Not all oil companies sold their coal holdings. In Indonesia, BP Amoco operates a 50/50 joint venture with Rio Tinto: PT Kaltim Prima Coal, which produced 14.3 million tons of coal in 1997. Exxon's mines in Columbia and Australia produced 16.3 million tons in 1997, while Shell's mines in Australia and Venezuela produced 13.5 million tons. The French multinational oil company TOTAL, which announced its intention to acquire Belgium-based PetroFina, also acquired 50 percent of South Africa's Forzando coal mine in 1998 and increased its ownership stake to 100 percent in 1999. Shell sold its coal mines in South Africa to JCI but retains coal mining assets in Venezuela and Australia through Shell Coal Holdings (Australia) Ltd.
Coal: From Local Mines to Big Business
With respect to U.S. coal production, the chair of the World Coal Institute, John Slater, predicted last year that "the top 10 producers may hold 75 percent of U.S. output in 10 years time." These international companies range across the globe in their search for and development of large, low-cost coal reserves and mining investments. From Australia to Indonesia and from Venezuela to Columbia, these companies are making multi-billion dollar investments in coal.
These companies are also a major force behind efforts to stymie international action to limit or reduce carbon dioxide emissions.
The World Coal Institute (WCI), which was formed by the chief executive officers of 28 of the world's largest coal producers, stated in a recent policy paper that it "shares current concerns about possible climate change caused by human activity through increased production of greenhouse gases and the contribution to this from the combustion of fossil fuels."

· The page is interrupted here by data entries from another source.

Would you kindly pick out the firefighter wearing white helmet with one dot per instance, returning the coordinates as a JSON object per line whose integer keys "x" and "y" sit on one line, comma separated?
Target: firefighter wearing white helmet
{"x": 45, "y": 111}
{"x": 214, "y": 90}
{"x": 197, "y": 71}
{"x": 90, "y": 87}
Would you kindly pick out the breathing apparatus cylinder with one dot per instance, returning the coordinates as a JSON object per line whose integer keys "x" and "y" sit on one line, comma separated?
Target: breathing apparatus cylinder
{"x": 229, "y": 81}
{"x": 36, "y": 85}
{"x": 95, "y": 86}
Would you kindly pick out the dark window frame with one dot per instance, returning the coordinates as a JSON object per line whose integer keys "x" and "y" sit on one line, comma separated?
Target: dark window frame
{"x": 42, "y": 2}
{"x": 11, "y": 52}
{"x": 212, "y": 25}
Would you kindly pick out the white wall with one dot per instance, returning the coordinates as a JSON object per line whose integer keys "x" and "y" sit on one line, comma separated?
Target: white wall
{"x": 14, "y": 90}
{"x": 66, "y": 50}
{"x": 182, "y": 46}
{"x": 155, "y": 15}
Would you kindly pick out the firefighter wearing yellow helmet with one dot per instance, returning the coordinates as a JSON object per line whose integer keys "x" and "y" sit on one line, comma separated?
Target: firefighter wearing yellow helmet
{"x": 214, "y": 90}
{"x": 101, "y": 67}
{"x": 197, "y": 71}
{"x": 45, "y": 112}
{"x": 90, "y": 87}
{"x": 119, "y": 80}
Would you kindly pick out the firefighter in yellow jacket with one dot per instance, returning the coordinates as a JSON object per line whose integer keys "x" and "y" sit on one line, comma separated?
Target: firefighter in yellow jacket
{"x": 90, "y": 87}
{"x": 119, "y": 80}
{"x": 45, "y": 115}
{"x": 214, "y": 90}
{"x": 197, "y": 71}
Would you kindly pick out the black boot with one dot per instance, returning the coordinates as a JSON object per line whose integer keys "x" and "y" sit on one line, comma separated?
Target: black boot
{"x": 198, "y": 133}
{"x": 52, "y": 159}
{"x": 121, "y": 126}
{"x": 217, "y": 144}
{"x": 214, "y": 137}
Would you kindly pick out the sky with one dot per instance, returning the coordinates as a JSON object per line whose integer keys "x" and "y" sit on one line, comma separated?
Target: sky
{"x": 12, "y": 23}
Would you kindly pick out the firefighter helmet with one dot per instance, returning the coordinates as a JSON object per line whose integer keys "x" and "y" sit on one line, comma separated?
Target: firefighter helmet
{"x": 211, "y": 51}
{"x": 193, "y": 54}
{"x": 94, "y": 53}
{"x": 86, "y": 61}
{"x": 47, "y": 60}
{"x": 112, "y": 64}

But when it comes to a solution, the WCI says "policy responses should encourage voluntary actions and 'no regrets' measures on the part of the industry."
Not only does the WCI make clear that it has no interest in overseeing the decline of the coal industry, it insists that world coal production and consumption will and should continue "to increase."
In other words, while coal and other carbon-based fuel producers have abandoned their criticism of the science on global warming, they now rest their case on the assumed catastrophic impacts on the economy if strong measures are taken to reduce carbon emissions. The Global Climate Coalition and other business groups are carrying the banner for this new claim.
Critics say the fossil fuel industry has "switched from promoting junk science to pitching junk economics." They point to existing technological alternatives to fossil fuels, and emphasize the potentially vast economic gains from an emphasis on efficiency and renewable energy.
Powering Political Interests
As these companies merge with their competitors, engage in joint ventures with or obtain a minority interest in newly privatized companies, and thus expand their economic power, their political ability to affect the direction of climate change policies will be even greater -- a disturbing prospect given the laggardly pace with which international policymakers have begun to address the problem.